Historically, the cities of Ōme, Fussa, Hamura, and Akiruno were parts of Nishitama District but these were broken off from the district after they were elevated to city status.

==Education==
Each of the towns and villages operates separate public elementary and junior high school systems.

Tokyo Metropolitan Government Board of Education operates Mizuho Nougei High School in Mizuho.

The school district also operates the following high schools in nearby Ōme:
- Norin High School
- Ome Sogo High School
- Tama High School

The district operates the following high schools in Fussa:
- Fussa High School
- Tama Technical High School

The district operates Hamura High School in Hamura.

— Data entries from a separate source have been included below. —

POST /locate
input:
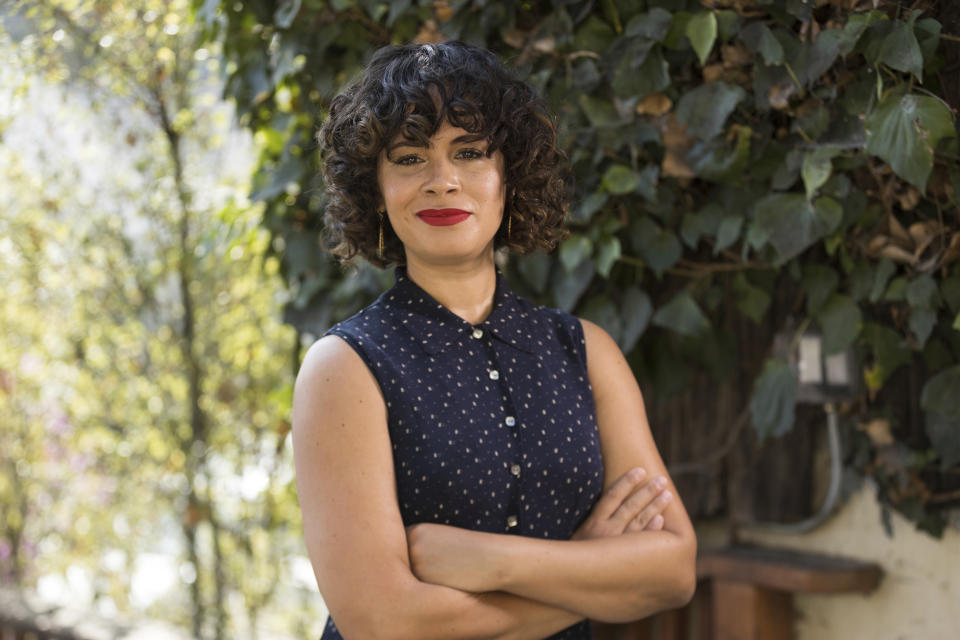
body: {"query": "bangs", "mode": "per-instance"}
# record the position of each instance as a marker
(418, 94)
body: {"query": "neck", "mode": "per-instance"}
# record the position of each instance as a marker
(465, 289)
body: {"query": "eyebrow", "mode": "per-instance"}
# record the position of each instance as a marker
(466, 138)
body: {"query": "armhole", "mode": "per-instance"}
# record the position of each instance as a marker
(357, 347)
(580, 340)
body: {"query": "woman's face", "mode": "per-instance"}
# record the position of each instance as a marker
(445, 202)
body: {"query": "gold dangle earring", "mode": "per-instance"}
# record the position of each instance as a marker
(380, 236)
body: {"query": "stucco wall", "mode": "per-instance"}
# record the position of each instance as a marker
(919, 597)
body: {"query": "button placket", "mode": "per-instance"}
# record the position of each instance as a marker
(510, 420)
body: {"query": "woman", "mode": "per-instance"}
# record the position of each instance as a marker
(469, 465)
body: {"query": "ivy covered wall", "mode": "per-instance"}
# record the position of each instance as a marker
(745, 168)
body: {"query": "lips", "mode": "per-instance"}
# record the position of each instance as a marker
(443, 217)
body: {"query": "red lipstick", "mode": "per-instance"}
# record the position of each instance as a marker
(443, 217)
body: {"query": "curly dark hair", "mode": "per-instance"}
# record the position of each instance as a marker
(409, 91)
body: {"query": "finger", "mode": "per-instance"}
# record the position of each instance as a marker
(613, 498)
(651, 517)
(639, 500)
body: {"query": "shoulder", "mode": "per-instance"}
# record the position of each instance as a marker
(332, 376)
(599, 342)
(604, 358)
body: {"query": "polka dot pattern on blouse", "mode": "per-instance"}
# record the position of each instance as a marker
(492, 425)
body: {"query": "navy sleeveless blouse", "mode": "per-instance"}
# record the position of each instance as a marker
(492, 425)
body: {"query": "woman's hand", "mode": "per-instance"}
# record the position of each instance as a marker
(453, 557)
(630, 504)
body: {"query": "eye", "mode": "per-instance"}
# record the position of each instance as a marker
(470, 153)
(406, 160)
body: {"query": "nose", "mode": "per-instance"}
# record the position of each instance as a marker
(442, 177)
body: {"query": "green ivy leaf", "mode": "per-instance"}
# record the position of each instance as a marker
(700, 223)
(839, 320)
(608, 252)
(599, 112)
(636, 311)
(772, 405)
(752, 301)
(814, 57)
(885, 270)
(727, 233)
(715, 162)
(659, 247)
(900, 49)
(897, 291)
(535, 269)
(819, 281)
(791, 223)
(817, 167)
(682, 315)
(568, 286)
(705, 109)
(594, 35)
(654, 24)
(588, 206)
(888, 351)
(702, 32)
(941, 406)
(574, 250)
(922, 322)
(286, 12)
(652, 76)
(904, 130)
(619, 179)
(759, 39)
(601, 310)
(922, 292)
(950, 290)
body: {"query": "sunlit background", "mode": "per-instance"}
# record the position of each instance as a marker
(145, 373)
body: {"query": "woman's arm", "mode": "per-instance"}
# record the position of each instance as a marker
(352, 526)
(612, 578)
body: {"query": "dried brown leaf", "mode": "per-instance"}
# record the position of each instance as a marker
(655, 104)
(878, 431)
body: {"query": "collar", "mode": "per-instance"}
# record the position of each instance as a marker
(436, 328)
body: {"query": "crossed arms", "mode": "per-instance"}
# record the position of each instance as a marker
(633, 556)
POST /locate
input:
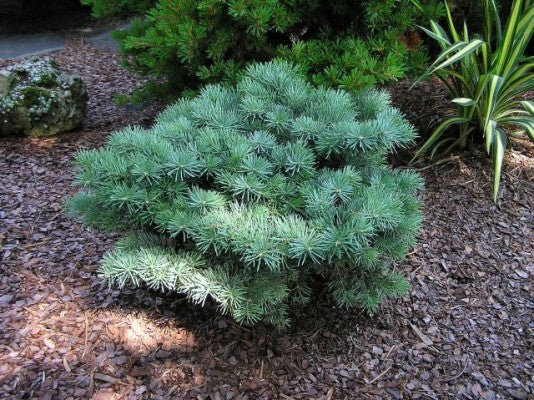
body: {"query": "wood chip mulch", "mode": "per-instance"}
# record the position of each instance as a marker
(465, 331)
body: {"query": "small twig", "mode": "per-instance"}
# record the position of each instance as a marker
(442, 161)
(285, 396)
(457, 376)
(329, 394)
(31, 311)
(381, 375)
(86, 335)
(389, 352)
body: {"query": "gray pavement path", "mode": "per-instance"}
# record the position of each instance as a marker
(23, 45)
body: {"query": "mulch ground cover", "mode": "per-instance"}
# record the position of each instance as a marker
(465, 330)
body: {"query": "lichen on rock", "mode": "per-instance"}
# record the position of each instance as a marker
(38, 99)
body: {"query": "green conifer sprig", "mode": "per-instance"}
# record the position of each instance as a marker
(243, 195)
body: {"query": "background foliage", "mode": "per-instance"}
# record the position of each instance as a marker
(246, 195)
(183, 44)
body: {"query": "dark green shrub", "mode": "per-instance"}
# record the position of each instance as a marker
(107, 8)
(245, 195)
(183, 44)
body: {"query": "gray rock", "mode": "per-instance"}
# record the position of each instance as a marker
(38, 99)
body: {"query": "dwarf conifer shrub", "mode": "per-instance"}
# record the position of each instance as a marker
(246, 195)
(184, 44)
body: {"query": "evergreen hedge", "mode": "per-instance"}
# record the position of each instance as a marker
(184, 44)
(246, 195)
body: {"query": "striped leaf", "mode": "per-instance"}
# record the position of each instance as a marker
(464, 101)
(465, 50)
(529, 106)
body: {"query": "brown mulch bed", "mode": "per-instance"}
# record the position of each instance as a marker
(463, 332)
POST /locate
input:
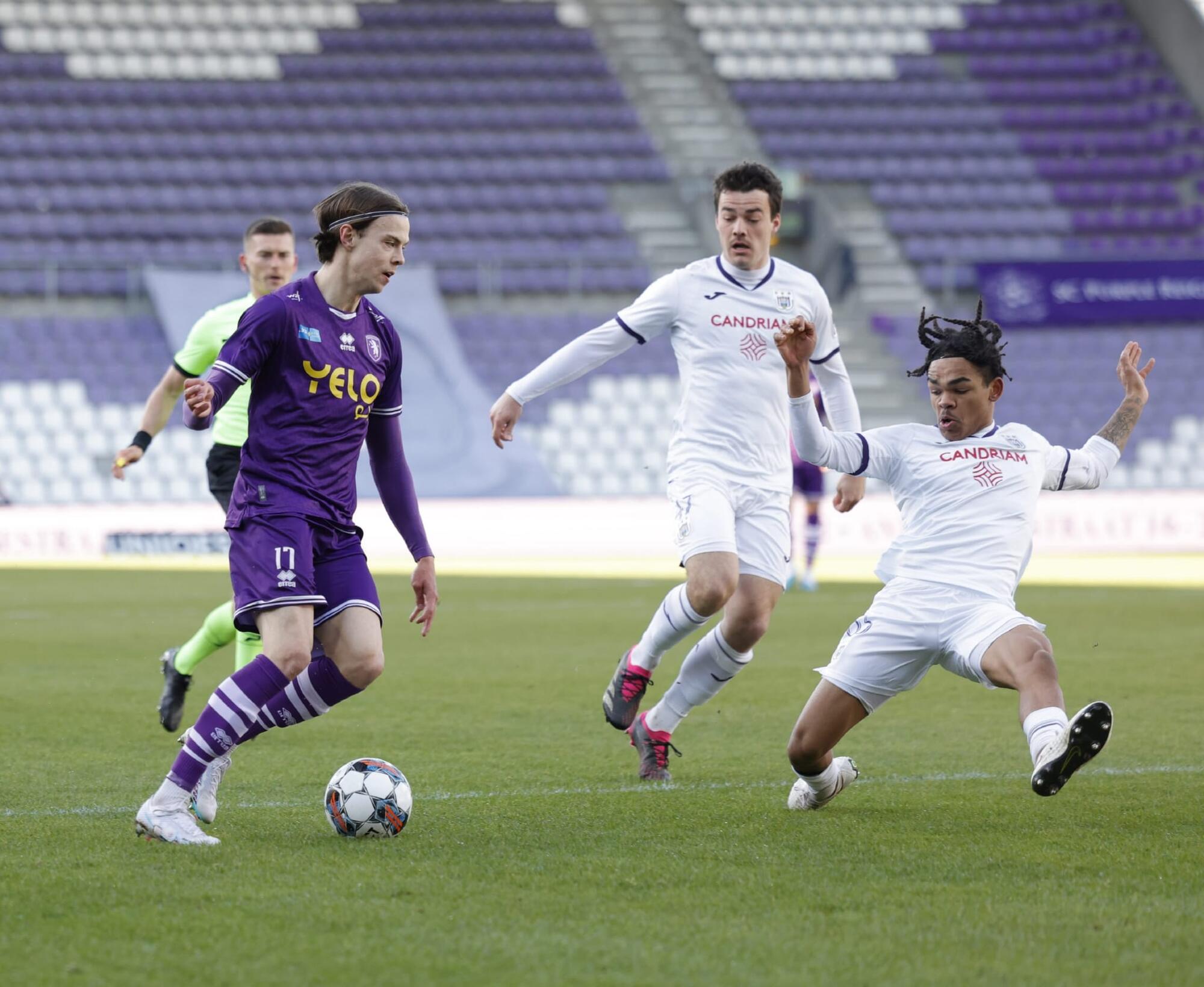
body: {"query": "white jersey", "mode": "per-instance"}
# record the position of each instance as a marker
(970, 506)
(734, 422)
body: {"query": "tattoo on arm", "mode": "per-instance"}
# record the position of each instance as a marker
(1120, 425)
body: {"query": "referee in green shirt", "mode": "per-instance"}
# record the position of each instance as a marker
(269, 257)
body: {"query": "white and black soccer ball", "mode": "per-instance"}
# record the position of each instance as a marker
(369, 797)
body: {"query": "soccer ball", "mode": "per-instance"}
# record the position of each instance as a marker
(369, 797)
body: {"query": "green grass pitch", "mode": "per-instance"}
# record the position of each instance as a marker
(535, 858)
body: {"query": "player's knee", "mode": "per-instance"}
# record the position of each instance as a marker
(292, 661)
(710, 594)
(747, 630)
(1037, 665)
(364, 669)
(805, 753)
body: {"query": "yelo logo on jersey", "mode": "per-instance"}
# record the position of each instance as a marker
(341, 382)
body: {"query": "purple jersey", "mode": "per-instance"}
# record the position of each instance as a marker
(320, 374)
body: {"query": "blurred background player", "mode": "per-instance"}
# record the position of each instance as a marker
(805, 513)
(269, 259)
(967, 490)
(328, 371)
(729, 474)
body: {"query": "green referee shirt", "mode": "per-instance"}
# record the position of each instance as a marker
(202, 348)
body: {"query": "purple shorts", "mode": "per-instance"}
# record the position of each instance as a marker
(810, 481)
(286, 560)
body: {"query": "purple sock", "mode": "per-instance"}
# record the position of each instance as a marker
(320, 687)
(812, 539)
(227, 720)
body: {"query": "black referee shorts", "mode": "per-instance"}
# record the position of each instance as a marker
(223, 469)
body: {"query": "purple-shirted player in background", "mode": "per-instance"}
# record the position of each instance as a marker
(808, 486)
(327, 367)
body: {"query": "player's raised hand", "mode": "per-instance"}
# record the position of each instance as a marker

The district operates the following schools in Akiruno:
- Akirudai High School
- Itsukaichi High School

==District timeline==
- July 22, 1878: Tama District, which it had long been part of former Musashi Province, was divided into four parts: Higashitama (Eastern Tama), Kitatama (Northern Tama), Minamitama (Southern Tama) and Nishitama (Western Tama). Nishitama District had 1 town and 93 village areas.
- April 1, 1889: The new legislation, Nishitama District had 2 towns and 30 villages areas.
- April 1, 1893: Nishitama District was transferred from Kanagawa Prefecture to Tokyo Prefecture.
- June 1, 1955: The villages of Ohisano and Hirai were merged to create the new village of Hinode.
- October 1, 1956: The village of Nishitama was elevated to town status and renamed to Hamura.
- October 15, 1958: Parts of the village of Motosayama (from Iruma District, Saitama Prefecture), excluding the parts that was merged into the town of Musashi (from Iruma District) on October 14, 1958, was merged into the town of Mizuho.
- July 1, 1970: The town of Fussa was elevated to city status.
- May 5, 1972: The town of Akita was elevated to city status and renamed to Akigawa.
- June 1, 1974: The village of Hinode was elevated to town status.
- November 1, 1991: The town of Hamura was elevated to city status.
- September 1, 1995: The town of Itsukaichi was merged with the city of Akigawa to create the city of Akiruno.